Avec le développement économique des XIe et XIIe siècles et la multiplication des marchés dans les villes, l’on assiste à la construction de halles où les marchands peuvent stocker leurs marchandises et les offrir à la clientèle. Il peut s’agir de véritables magasins généraux qui reçoivent tous types de produits ou des halles spécialisées pour certaines productions, particulièrement le drap. L’une des fonctions essentielles de la halle est de permettre l’exercice de la vérification des marchandises, en qualité, poids et mesures. Les produits y sont inspectés par les inspecteurs (Schauer). Ces halles se développent vite : Épinal (1224), Colmar (1226, halle aux draps), Mayence (1239), Saint-Dié (1240). Metz dispose même de 16 halles aux marchandises (pour les couteliers, pour les tanneurs etc.), Fribourg-en-Brisgau de 12, Francfort-sur-le-Main de 12, Cologne de 8. Liés aux privilèges de tenir marché ou foires, ainsi qu’aux contraintes du sauf-conduit et transport en convoi (geleit), les halles mettent les produits à l’abri du vol et de l’incendie. Elles permettent de concentrer l’activité des percepteurs, inspecteurs, experts, commissionnaires, transporteurs… et celles des clients de la ville. Mais la halle, appelée le plus souvent kaufhaus et érigée à proximité de l’Hôtel de ville (Rathaus), revêt de très nombreuses autres fonctions municipales et commerciales. À Mulhouse, hôtel de ville (Rathaus), halle (Kaufhaus) et balance (Waghus) sont attenants, de même qu’à Colmar (Koïfhus) et à Haguenau.

Un certain nombre de grandes villes bénéficient en outre du privilège et d’entrepôt ou droit d’étape (stapelrecht), lié le plus souvent à un monopole d’embarquement et de transport (voir : corporation de l'Ancre). Pour un certain nombre de marchandises définies par règlements, sur une voie commerciale et pour une localité bien déterminées, les marchands doivent obligatoirement stocker leurs marchandises dans des entrepôts créés en vertu du droit d’entrepôt ou d’étape : elles y sont déchargées, déclarées, s’acquittent des droits et taxes, principalement, le droit de douane (zoll) et le droit d’entrepôt (Hausgeld, Lagergeld) et des accises (en particulier l’Umgelt). Elles peuvent être exposées et vendues sur place et réexpédiées plus loin.

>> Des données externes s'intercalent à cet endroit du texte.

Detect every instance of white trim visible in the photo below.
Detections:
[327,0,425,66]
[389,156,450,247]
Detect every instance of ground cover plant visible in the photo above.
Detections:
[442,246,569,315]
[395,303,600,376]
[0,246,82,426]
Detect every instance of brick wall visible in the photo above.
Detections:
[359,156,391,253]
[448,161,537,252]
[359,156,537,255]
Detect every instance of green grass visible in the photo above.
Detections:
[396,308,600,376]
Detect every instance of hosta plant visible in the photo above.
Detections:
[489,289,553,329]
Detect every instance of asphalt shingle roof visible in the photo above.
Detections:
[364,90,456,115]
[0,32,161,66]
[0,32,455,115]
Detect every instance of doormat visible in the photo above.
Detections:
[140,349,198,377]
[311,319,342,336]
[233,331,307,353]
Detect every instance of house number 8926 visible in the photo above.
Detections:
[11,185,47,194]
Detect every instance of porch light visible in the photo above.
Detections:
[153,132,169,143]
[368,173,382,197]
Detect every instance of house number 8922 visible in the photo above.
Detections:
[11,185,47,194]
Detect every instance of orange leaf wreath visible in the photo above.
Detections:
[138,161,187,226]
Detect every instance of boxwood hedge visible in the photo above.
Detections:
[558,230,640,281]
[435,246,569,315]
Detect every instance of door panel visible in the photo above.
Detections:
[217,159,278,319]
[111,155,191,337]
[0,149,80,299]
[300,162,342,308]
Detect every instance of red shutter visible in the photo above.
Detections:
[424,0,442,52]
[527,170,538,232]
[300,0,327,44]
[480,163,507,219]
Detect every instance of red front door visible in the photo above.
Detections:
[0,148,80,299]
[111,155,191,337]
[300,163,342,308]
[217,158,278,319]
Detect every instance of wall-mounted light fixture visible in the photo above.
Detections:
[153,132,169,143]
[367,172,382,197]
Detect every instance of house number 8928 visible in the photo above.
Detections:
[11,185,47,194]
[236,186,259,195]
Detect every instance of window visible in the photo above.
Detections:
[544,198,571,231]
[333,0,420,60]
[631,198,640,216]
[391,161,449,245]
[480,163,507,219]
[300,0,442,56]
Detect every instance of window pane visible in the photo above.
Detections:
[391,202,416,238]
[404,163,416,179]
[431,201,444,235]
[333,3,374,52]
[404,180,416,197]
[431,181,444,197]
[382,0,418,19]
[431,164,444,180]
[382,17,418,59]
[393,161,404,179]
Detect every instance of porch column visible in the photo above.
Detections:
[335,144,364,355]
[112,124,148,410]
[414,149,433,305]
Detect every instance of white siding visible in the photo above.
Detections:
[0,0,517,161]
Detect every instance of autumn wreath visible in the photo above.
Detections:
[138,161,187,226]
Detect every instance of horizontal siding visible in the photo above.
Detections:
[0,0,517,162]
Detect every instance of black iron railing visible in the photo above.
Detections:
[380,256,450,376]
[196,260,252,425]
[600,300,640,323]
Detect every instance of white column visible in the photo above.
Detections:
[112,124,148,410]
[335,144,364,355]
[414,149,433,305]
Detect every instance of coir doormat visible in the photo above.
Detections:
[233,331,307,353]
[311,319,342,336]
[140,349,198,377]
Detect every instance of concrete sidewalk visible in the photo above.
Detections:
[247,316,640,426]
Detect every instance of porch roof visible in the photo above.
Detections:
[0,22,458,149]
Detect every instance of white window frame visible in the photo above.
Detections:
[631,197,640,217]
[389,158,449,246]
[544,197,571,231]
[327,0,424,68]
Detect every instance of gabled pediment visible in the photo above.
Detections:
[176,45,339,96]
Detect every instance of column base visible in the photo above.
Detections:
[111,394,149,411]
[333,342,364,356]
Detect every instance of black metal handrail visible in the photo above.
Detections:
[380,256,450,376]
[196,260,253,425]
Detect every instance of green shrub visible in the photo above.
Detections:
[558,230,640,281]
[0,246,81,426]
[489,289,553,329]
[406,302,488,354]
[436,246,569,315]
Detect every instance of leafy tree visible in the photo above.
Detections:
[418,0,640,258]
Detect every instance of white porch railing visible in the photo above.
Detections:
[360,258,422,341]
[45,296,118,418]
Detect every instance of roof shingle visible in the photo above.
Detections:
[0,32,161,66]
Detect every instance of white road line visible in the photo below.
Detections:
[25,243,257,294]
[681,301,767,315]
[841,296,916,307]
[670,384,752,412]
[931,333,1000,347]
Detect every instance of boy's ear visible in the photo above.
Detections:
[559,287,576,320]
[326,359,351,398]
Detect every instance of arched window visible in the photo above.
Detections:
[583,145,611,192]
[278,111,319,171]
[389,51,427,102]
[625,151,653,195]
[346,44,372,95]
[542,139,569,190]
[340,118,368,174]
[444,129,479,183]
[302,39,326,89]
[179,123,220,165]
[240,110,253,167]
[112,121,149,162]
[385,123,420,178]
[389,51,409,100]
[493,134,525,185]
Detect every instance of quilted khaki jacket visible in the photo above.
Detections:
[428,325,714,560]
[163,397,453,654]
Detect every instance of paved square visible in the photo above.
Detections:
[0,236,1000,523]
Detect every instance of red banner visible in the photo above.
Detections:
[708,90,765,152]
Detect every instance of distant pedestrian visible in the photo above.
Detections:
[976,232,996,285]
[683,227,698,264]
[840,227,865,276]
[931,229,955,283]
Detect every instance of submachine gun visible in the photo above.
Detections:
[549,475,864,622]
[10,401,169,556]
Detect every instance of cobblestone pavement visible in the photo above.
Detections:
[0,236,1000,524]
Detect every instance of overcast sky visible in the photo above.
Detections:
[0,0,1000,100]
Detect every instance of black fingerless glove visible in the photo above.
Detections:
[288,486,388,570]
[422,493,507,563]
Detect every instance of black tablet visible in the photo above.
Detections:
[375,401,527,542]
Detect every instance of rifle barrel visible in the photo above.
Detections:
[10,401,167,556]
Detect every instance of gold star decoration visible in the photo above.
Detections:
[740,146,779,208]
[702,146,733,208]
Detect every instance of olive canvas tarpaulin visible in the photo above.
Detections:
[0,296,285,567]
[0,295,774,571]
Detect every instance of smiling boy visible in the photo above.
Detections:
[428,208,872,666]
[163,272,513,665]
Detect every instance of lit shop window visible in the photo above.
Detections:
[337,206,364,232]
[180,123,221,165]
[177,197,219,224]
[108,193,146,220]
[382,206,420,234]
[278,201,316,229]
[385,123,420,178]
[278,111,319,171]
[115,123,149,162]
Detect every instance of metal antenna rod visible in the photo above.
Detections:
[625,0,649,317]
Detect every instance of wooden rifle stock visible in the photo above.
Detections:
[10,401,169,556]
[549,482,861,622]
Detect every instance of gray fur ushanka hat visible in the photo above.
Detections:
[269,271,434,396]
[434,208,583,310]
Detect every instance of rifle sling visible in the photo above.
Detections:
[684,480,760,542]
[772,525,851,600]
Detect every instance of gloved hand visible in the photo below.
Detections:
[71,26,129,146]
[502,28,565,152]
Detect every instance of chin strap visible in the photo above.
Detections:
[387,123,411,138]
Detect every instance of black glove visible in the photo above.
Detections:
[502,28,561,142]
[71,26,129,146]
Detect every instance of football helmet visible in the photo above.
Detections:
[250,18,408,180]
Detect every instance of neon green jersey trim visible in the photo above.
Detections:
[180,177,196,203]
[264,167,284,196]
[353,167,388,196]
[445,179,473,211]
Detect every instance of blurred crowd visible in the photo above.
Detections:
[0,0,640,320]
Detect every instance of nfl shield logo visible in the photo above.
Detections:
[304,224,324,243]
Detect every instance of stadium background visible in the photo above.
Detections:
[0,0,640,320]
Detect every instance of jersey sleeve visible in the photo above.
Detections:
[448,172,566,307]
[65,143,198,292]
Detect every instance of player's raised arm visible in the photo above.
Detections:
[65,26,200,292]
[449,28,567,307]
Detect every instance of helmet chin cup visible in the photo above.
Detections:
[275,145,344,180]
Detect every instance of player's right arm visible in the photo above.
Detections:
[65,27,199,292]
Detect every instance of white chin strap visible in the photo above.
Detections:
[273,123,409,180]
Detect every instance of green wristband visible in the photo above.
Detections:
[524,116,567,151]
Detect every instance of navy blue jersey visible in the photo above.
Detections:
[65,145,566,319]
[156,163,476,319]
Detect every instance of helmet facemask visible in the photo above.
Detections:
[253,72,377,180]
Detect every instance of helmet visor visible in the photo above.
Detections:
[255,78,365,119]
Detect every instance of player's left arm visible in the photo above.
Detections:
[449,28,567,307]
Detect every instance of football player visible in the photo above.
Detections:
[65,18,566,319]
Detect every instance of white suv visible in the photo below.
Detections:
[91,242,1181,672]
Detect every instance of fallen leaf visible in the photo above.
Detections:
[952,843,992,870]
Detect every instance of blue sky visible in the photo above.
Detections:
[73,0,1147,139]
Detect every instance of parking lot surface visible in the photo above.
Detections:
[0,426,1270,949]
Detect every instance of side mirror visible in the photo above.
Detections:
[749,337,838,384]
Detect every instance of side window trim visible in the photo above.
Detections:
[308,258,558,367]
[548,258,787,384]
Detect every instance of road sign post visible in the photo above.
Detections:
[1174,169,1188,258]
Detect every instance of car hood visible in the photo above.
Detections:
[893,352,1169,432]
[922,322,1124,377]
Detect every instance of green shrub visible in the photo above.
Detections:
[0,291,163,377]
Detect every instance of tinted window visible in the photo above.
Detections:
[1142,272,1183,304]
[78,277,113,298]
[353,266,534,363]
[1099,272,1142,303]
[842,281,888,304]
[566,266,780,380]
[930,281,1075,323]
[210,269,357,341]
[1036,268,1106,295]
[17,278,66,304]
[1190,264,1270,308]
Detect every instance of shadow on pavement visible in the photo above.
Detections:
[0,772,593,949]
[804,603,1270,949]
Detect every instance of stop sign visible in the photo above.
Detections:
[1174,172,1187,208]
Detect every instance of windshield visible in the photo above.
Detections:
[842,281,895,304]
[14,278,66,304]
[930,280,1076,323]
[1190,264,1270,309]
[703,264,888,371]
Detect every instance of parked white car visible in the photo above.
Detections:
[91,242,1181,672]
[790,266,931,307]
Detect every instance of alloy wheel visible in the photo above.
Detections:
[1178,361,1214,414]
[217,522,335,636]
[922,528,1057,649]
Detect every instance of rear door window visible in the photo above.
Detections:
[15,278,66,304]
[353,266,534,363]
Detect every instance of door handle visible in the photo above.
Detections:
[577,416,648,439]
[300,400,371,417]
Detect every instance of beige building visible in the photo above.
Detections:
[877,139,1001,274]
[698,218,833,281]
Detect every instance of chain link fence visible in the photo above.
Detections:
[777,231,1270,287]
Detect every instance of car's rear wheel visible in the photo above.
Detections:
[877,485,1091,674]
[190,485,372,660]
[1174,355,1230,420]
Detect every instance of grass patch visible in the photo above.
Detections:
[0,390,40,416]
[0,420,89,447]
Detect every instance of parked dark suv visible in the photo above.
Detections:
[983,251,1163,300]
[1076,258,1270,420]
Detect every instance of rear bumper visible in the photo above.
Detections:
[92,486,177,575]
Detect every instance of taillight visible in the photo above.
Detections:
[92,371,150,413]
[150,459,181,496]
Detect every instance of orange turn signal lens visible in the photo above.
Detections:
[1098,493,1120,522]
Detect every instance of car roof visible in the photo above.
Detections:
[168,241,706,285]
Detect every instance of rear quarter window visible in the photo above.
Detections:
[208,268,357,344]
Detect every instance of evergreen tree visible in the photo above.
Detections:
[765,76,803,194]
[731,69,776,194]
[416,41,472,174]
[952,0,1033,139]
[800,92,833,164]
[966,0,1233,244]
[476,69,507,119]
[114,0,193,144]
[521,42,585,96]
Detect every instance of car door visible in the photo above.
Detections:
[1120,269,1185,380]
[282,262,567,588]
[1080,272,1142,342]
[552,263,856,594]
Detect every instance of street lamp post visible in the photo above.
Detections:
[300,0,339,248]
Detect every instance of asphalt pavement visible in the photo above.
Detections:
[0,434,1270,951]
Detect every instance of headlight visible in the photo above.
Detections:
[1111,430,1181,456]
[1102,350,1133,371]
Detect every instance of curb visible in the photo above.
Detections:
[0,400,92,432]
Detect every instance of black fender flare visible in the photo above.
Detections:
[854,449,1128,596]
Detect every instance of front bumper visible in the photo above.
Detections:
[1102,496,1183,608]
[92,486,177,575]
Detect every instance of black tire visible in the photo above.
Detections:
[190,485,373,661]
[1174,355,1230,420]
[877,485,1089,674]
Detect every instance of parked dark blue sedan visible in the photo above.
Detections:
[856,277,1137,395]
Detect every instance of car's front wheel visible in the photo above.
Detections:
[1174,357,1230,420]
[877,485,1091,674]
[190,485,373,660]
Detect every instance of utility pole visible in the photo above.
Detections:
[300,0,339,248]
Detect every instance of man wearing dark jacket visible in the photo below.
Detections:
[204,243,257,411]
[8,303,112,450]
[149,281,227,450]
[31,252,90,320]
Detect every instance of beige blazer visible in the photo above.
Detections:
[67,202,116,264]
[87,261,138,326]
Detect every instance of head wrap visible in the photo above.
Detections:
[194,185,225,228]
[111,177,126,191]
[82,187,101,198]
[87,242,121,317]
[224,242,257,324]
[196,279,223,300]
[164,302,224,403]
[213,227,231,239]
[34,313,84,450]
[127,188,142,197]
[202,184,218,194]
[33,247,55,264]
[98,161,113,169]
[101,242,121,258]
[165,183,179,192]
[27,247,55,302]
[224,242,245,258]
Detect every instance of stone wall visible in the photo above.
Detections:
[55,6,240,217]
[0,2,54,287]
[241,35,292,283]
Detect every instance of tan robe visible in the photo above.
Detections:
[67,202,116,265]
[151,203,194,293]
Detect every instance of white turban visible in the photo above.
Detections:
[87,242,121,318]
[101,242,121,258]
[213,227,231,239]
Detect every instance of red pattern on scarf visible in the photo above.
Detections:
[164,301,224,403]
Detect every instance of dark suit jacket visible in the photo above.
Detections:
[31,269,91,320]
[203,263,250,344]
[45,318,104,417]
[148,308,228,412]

Les grandes villes du sud-ouest du Saint Empire, qui disposent du droit d’étape, se sont fort souvent équipées d’un seul entrepôt central, attenant à un port, dont le modèle architectural est la grande « Halle gothique », à deux ou trois nefs, un ou deux étages, avec dépôts, magasins d’exposition, bureaux pour l’administration et les commis, tel qu’il est appliqué à Mayence en 1317, et qui se répand au cours du XIVe dans le sud-ouest du Saint Empire, ainsi dans la halle de Constance (1388) où se tiendra le concile. Celle de Strasbourg date de 1358 ; elle est agrandie à plusieurs reprises au cours des XIVe et XVe siècles ; elle prendra, après 1803 et sa désaffection, le nom d’ancienne Douane (R. Will).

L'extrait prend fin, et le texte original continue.